Personal information
- Born: 8 June 1960 Mildura, Victoria
- Died: 20 August 2017 (aged 57) Adelaide, South Australia

Medal record
Representing Australia
Men's track cycling
Commonwealth Games
| Gold medal – first place | 1982 Brisbane | Men's team pursuit |

= Gary West (cyclist) =

Australian cyclist

Gary West (8 June 1960 - 20 August 2017) was an Australian Olympic cyclist and track cycling coach.

He competed in the points race event at the 1984 Summer Olympics. He was also an alternate on the gold medal-winning team pursuit squad at the 1984 Games. At the 1982 Commonwealth Games in Brisbane, West won a gold medal as a member of the men's team pursuit.

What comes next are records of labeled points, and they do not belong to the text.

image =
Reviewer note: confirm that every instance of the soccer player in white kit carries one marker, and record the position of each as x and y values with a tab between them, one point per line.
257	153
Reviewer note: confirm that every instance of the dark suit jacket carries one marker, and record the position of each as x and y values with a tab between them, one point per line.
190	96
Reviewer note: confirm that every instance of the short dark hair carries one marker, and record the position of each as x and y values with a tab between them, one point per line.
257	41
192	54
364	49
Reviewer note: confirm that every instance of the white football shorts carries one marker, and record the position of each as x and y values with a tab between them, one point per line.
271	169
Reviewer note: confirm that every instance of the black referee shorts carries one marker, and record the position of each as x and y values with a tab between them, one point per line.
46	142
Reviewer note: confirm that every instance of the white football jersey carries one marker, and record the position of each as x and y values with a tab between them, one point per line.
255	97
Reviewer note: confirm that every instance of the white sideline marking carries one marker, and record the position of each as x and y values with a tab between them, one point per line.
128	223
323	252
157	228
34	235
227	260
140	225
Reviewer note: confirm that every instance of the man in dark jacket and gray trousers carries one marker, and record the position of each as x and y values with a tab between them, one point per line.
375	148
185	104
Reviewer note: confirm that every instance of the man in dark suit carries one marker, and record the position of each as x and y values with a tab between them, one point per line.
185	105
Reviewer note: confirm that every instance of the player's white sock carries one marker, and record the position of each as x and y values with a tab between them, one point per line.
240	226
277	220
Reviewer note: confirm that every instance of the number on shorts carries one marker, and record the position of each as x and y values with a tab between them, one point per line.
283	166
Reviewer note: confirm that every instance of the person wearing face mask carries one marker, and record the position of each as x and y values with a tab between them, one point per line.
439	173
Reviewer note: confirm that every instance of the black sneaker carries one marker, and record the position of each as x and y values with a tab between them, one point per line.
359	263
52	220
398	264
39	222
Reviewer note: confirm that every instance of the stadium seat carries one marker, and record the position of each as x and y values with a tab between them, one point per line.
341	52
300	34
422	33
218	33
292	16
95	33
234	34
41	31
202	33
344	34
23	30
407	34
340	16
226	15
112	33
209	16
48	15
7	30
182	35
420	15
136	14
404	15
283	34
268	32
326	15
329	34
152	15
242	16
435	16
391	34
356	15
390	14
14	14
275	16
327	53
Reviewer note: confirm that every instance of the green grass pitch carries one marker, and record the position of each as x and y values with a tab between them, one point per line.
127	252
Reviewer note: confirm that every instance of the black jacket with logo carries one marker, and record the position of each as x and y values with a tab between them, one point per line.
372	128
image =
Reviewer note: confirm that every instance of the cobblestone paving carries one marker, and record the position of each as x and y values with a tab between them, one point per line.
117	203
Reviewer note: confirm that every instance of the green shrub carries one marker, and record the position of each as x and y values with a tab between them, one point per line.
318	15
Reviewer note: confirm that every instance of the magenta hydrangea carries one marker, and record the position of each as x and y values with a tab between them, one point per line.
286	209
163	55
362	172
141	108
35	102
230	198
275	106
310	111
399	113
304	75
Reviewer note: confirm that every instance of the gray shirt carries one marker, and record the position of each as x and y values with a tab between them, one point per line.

West had an extensive track cycling coaching career. He worked for the Japan Cycling Federation and the United States Cycling Federation. In 2006, West was appointed Head Cycling Coach at South Australian Sports Institute. In 2008, he was appointed National Head Track Sprint Cycling Coach at the Australian Institute of Sport in Adelaide. He coached Anna Meares to gold and bronze medals at the 2012 Summer Olympics and 2016 Summer Olympics respectively. In October 2016, West stepped down from his national coaching role after being diagnosed with motor neurone disease.

West was a track sprint coach for Australia at the 1998, 2010 and 2014 Commonwealth Games. In 2016, he was awarded AIS Best of the Best at the Australian Institute of Sport Performance Awards.

West died on 20 August 2017 in Adelaide from motor neurone disease, age 57.